Cat had officially read the same line three times. She realized that at some point, she was going to have to give up on her client and probably stop staring at tall, dark handsome seated at the end of the bar. She found the former easier to do than latter. She’d only taken this job for extra money and for an excuse to leave her apartment. The last deal cost her a faint scar on the side of her stomach but it also gave her enough income for the next few months. She stifled a shudder as she remembered the details of it. She’d almost had to break one of her hard rules but the payout was too big to pass it up.
“Dead dealers don’t collect.” Her grandfather’s words floated through her head after every less than savory job. She never heard them before the jobs which might have been the problem.
She took a big sigh and started on the line again. Her attention, however, kept wandering in his direction. He was the only other person in the bar with a book. She usually kept something to read on her and enjoyed the physical contact of an old fashioned paperback. They fit in her hoodie perfectly and were made to bend. Reading in bars gave her something to do when Brice refused to come out. Nevertheless, it was doing nothing for her at the moment. She took another sip of her Moscow Mule and made an executive decision.
“I also enjoy reading in bars.” She said in lieu of hello. She meant to say hello. She desperately wished for the coolness that came over her when conducting deals. She sat down in the empty seat next to him and prayed for confidence.
“That’s nice.” He set his drink down and looked in her eyes, not seeming annoyed by her intrusion at all. She tried to return his stare but couldn’t hold it. She didn’t want to read him and she knew that the temptation would come if she continued looking directly at him. Instead, she focused on cheeks. There was nothing special about his cheeks.

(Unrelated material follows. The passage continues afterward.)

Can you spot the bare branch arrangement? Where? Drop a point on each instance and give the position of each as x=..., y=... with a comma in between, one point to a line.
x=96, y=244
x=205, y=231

“All right then. Well, this was good. Good talk. If you’re interested I’ll be down there with my book. It’s not the history textbook you decided to bring tonight but what is? Right?” Cat didn’t bother to even fake leaving her seat. He continue to look at her with interest. It felt as though he were trying to make up his mind about her.
“Did you just flirt with me by insulting my book?” He closed his book and now turned his whole body to her. The smile spread wide and slow across his face and she struggled to keep her focus. It was the type of smile she could tell, without reading him, that he didn’t do often. It also added to his attractiveness which she already found distracting. He was tall and solid. His skin reminded her of the dark wood on Lace’s cane. He had facial hair but it was well kept. She felt the urge to play with his beard and tapped her fingers instead. She bet he used top of the line products. She took a sniff and found her assessment was correct.
“No. I mean, you’re the type of guy who reads history textbooks and some find that sexy. I’m sure.” She smiled and forced herself to continue looking at his cheeks. Cat wasn’t sure how much longer she could keep up without touching him.
“I don’t know that I want to be judged by someone reading “Valley of the Dolls” while drinking gin.” He chuckled and poked at the cover of her book.
“Well, I can’t promise I won’t judge you. But I can promise I won’t ruin the ending of the Second World War.” She raised her eyebrows and pinned him with her best flirty smirk.
“Deal.” He placed his hand on hers quickly. It wasn’t something he meant to do and she could see that clearly. She could also see his whole thought process on his face and felt his satisfaction with the impromptu action when he squeezed her hand lightly before returning to his own personal space.
“My name is Cat. I figured you should know.” She smiled as she sipped her drink. She was already wording the text she’d send to Brice about this later.
“Luke.” He responded and brushed her thigh with his as he returned to his book.